NEW YORK (TheStreet) -- Europe is moving to ensure its place in the changing world.
Against the urging of the United States, on Tuesday, Germany, France, and Italy followed England in joining the Chinese-led Asian Infrastructure Investment Bank, also known A.I.I.B., an new organization that could come to rival to the World Bank and the International Monetary Fund.
American leadership opposed the move, first citing the fact that there are already other organizations that do what the A.I.I.B. is intended to do. When this argument failed, the administration argued that China's lending practices, especially involving infrastructure projects, "fostered corruption" and undermined good government practices in emerging countries. Certainly, European nations would not want to be a part of this.
But, the European Union is attempting to establish itself as a major economic and financial block with global reach and to not be a part of this effort would lessen its role in the world.
Furthermore, America has dominated the World Bank and the International Monetary Fund from their inception at the Bretton Woods conference in the 1940s. Here we are seeing countries attempting to create a place for themselves to be influential in the world, something that the United States has not fully allowed in the other international investment banks.

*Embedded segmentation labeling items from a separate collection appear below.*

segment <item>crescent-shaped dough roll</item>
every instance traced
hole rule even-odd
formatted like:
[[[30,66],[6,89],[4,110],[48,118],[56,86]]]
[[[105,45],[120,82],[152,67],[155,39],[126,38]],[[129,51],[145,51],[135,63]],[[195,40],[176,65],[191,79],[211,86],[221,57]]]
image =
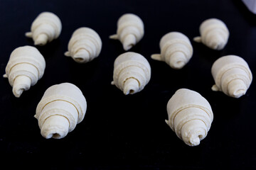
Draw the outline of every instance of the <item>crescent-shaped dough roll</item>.
[[[43,55],[36,47],[26,45],[11,52],[4,77],[8,78],[14,96],[18,98],[42,78],[45,69]]]
[[[177,90],[167,103],[166,123],[189,146],[196,146],[210,130],[213,114],[208,101],[196,91]]]
[[[193,40],[203,42],[211,49],[223,50],[228,42],[228,29],[226,25],[219,19],[206,20],[200,26],[199,30],[201,37],[196,37]]]
[[[99,56],[102,45],[102,40],[94,30],[80,28],[73,33],[65,55],[77,62],[85,63]]]
[[[62,26],[60,18],[53,13],[43,12],[33,21],[31,32],[26,36],[32,38],[35,45],[45,45],[59,37]]]
[[[83,120],[86,109],[86,100],[79,88],[63,83],[46,91],[36,107],[35,118],[43,137],[61,139]]]
[[[151,68],[142,55],[132,52],[120,55],[114,63],[112,85],[125,95],[142,91],[149,81]]]
[[[247,63],[236,55],[218,59],[213,64],[211,72],[215,83],[212,90],[221,91],[234,98],[245,94],[252,81]]]
[[[142,20],[137,15],[126,13],[117,21],[117,34],[110,35],[110,38],[119,40],[124,50],[127,51],[142,40],[144,34]]]
[[[193,55],[193,47],[189,39],[183,33],[171,32],[160,40],[161,54],[152,55],[151,58],[164,61],[173,69],[181,69]]]

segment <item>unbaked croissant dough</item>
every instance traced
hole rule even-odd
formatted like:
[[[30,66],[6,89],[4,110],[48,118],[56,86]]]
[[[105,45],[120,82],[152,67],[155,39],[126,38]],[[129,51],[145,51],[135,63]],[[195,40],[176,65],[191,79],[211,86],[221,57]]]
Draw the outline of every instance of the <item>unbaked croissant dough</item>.
[[[35,45],[45,45],[59,37],[62,29],[60,18],[53,13],[43,12],[33,21],[31,32],[26,33],[32,38]]]
[[[85,98],[78,87],[63,83],[49,87],[36,107],[42,136],[61,139],[80,123],[87,109]]]
[[[124,50],[127,51],[142,40],[144,33],[142,20],[137,15],[126,13],[117,21],[117,34],[110,36],[110,38],[119,40]]]
[[[213,64],[211,72],[215,83],[212,89],[223,91],[234,98],[245,94],[252,81],[247,63],[235,55],[227,55],[217,60]]]
[[[229,31],[226,25],[220,20],[210,18],[200,26],[201,37],[194,38],[194,41],[203,42],[208,47],[220,50],[228,42]]]
[[[160,40],[160,55],[152,55],[154,60],[164,61],[173,69],[181,69],[193,55],[189,39],[183,33],[171,32]]]
[[[177,90],[167,103],[166,123],[189,146],[196,146],[210,130],[213,114],[208,101],[196,91]]]
[[[142,55],[128,52],[120,55],[114,63],[112,85],[125,95],[142,91],[149,81],[151,67]]]
[[[99,56],[102,45],[102,40],[94,30],[80,28],[73,33],[65,55],[77,62],[85,63]]]
[[[36,47],[20,47],[11,52],[4,77],[8,78],[14,96],[18,98],[42,78],[45,69],[46,61]]]

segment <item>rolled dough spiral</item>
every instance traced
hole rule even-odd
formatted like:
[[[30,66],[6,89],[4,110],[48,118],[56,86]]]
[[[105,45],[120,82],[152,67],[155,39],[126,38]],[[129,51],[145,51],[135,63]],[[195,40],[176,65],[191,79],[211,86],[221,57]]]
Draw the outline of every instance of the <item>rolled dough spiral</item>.
[[[94,30],[80,28],[73,33],[65,55],[71,57],[77,62],[85,63],[99,56],[102,45],[100,35]]]
[[[127,51],[142,40],[144,34],[142,20],[137,15],[126,13],[117,21],[117,34],[110,38],[119,40],[124,50]]]
[[[18,98],[42,78],[45,69],[43,55],[36,47],[26,45],[11,52],[4,77],[8,78],[14,96]]]
[[[245,94],[252,81],[247,63],[236,55],[218,59],[212,66],[211,72],[215,83],[212,90],[221,91],[234,98]]]
[[[31,32],[26,36],[32,38],[35,45],[45,45],[60,36],[62,29],[60,18],[53,13],[43,12],[33,21]]]
[[[196,146],[210,130],[213,114],[208,101],[196,91],[177,90],[167,103],[166,123],[189,146]]]
[[[73,130],[84,118],[87,103],[75,85],[62,83],[49,87],[36,107],[42,136],[61,139]]]
[[[171,32],[160,40],[161,54],[152,55],[154,60],[164,61],[173,69],[181,69],[193,55],[193,47],[183,33]]]
[[[128,52],[120,55],[114,63],[112,84],[123,91],[125,95],[142,91],[149,81],[151,68],[142,55]]]

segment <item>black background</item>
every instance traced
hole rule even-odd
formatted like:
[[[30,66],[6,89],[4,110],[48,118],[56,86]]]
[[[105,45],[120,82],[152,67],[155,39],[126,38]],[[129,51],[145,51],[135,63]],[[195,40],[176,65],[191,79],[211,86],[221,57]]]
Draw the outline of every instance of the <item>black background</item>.
[[[35,18],[51,11],[61,20],[58,39],[36,47],[44,56],[43,78],[19,98],[7,79],[0,79],[0,159],[1,165],[74,169],[255,169],[255,81],[247,94],[233,98],[211,91],[210,68],[220,57],[236,55],[256,75],[256,16],[240,1],[6,1],[0,0],[0,74],[11,52],[33,46],[25,37]],[[112,86],[114,61],[124,52],[120,42],[109,39],[125,13],[144,21],[144,37],[130,51],[142,54],[151,67],[149,83],[141,92],[125,96]],[[206,19],[223,21],[230,38],[214,51],[193,41]],[[65,57],[73,32],[94,29],[102,40],[99,57],[84,64]],[[166,33],[179,31],[193,47],[190,62],[180,70],[153,60]],[[84,120],[61,140],[43,138],[33,117],[49,86],[63,82],[78,86],[87,102]],[[210,103],[214,114],[207,137],[197,147],[187,146],[165,123],[166,104],[174,92],[188,88]],[[9,167],[9,166],[8,166]]]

Announcing the association between China and Germany, France, and Italy, was Wolfgang Schäuble, Germany's finance minister. This seems consistent with the German leadership of Eurozone efforts. It speaks of how the countries of the union are attempting to position themselves within global trade and finance. And, doing this independently of the United States, exhibits the fact that Europe must achieve its own position in the world if it is to be a fully functioning economic union.
This move can also help European economies as China serves as a major trading partner of the Eurozone, with China being Germany's fourth-largest trading partner. Furthermore, Europe is expecting to be an even larger destination for Chinese investments.
China, on the other hand, sees this as a part of its efforts to reshape the global balance of power.
"China has worked for years to break what it regards as an unfair grip by the United States on global political and financial institutions and to set up rival structures more responsive to Chinese demands for a voice in international affairs commensurate with its status as the world's second-biggest economy," write Andrew Higgins and David E. Sanger in the Times.
One can expect that getting in at this stage of the effort, these European nations will participate in bringing the standards of underwriting of the A.I.I.B. more in line with what has been the standards of the World Bank and the International Monetary Fund. It is hard to believe that they would become a part of this exercise without influencing the new institution in this area.
Most of all, this combination of countries is just one more sign of how the world is changing. China is now the second largest economy in the world. It wants to play a major role and has the resources to do so. It wants to participate as an equal and its wants its institutions and instruments to gain equal footing with others. Its wants to eventually see its currency achieve the same status in the world as the United States dollar and the Euro.
Europe is also fighting hard to be considered a major player in this changing environment. And, by joining with China, it is saying to the United States, "you are not the only game in town anymore."
As for the United States, it has just maneuvered itself into a position where even good friends are going to combine with others to make sure that they find their role in this "new" world. This is especially true of Germany.
Germany has worked long and hard to lead the European Union to where it now is. The EU still has a long way to go, but Germany cannot back down now in its efforts to see the eurozone play a major role in the evolution of global markets. And, the more success the European Union has in world economic alignments, the more power the leadership of the EU will have in forging the political union that is so necessary for the success of the currency union.
This article is commentary by an independent contributor. At the time of publication, the author held no positions in the stocks mentioned.